- Published: October 4, 2022
- Updated: October 4, 2022
- University / College: University of Notre Dame
- Level: Secondary School
- Language: English
- Downloads: 32
Key Issues of Primary education spelling Spelling is a reproduction of word shapes stored in the mind into letterforms. It is relating speech through sequences of letters to capture language sounds. Visual spelling relates speech and writing to provide speech, rules of spelling start in writing to letter sequences of pronunciation. It is recording remembered letter sequences, word shapes or heard sounds in graphic form. Spelling is relating medium of sound into graphic substance. This paper discusses the learning, teaching, understanding and spelling development in primary education.
Complex changes continue to abolish existing economic framings, social, cultural; and arrival of new local, intermediary and global levels. The inevitable global finance, culture, shifts of new information in industry and extreme transport speed has transformed many things. For a century, education has stayed put and met the needs of its society as part of the change. Spelling is a linguistic bit of practice issuing control, authority and conformity with sharp focus. It represents resources used to make meaning. System in spelling seems to be a subject of constraints convention, and yet one creating creativity in children (Torbe 34).
Natural learning method is an instructional approach to spelling that arrests spelling development contrary to ineffective methods. Constrains of literacy usually result when there is spelling development is compromised. Acquiring spelling knowledge, for instance reinforces children’s morphemic, phonemic and orthographic knowledge (Phonics 56). Proficient spelling applies invented mnemonics helping to memorize irregular and difficult words such as ARITHMETIC – A Red Indian Thought He Might Eat Treacle In Church); patterns sharing in terms of language (for example, through songs, rhymes, poems and puns); checking of work and drafting and redrafting; a look remembrance write check system for learning individual words; encouraging handwriting, which is fluent, avoiding letter by letter spelling of words, for example, a child spells Keep as k-e-ep, instead of k-ee-p to stress phonic units (Gentry 93).
Morphemes as a unit within words help children progress from meaning to structure. Etymology as a strategy advocates the teaching of origins, roots and word structure. Internalizing visual characteristic of words extensively makes one become a good speller in written language. For instance, experience teaches an individual that house is written through this sequence of letters. The high degree and rapid speed that a competent speller translates a word is the graphic knowledge (Gentry 93).

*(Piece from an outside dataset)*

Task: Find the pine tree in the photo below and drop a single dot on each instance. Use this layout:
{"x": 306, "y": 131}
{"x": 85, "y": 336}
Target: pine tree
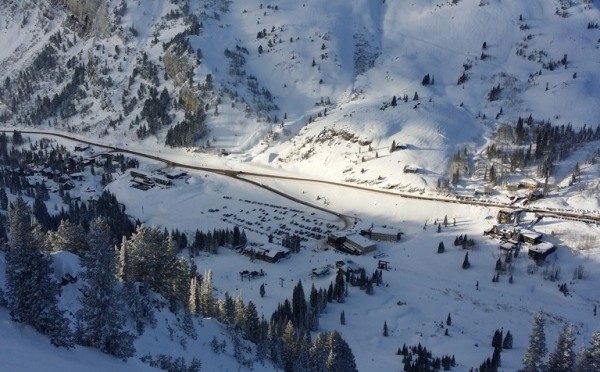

Encoding unfamiliar words has some children use sounds and letters to connect phonological knowledge. The child builds on vocabulary of known spelling, improving confidence in writing development. The child prepares to take risks, though it limits the capability of the child words as a writer. Margaret Peters in (Spelling or Taught) argues that spelling is not taught in a reading, but rather for children who are not conversant with the system. She maintains that letter patterns and serial probability of English letters help achieve spelling development. Margaret expressed that turning point for children’s’ spelling development depends on translation of sounds to symbols and embracing English visual dimensions in spelling system (Westwood 56).
According to Gentry, children’s development involve five stages; phonetic where words a spelled the sounds e. g. ATE = eighty, EGL= eagle, Precommunicative. Letters of the alphabet are without letter-sound correspondence. Example: RTAT= eighty; OPSPO= eagle. Transitional has apparent visual memory of spelling patterns. The spellings have conventions of English orthography of vowel digraph patterns, vowels in syllables and well spelled inflectional endings. Semiphonetic has some sounds represented in letters. Example; A = eighty; E= eagle (Sterlin & Cliff 15).
Works Cited
Gentry R. (1987) Spel… is a four letter word, Leamington Spa: Scholastic. London: Routledge (first published 2001) Ch. 13. Print
Phonics: Practice, Research and Policy. London: UKLA / PCP. Print
Sterling C. M, Cliff R. Psychology, Spelling and Education. Clevedon: Philadelphia, 2007. Print.
Torbe M. Teaching and Learning Spelling. New York: Cassell P L C, 1996. Print
Westwood P. S. Spelling: Approaches to Teaching and Assessment. Camberwell, Victoria: ACER Press, 2005. Print.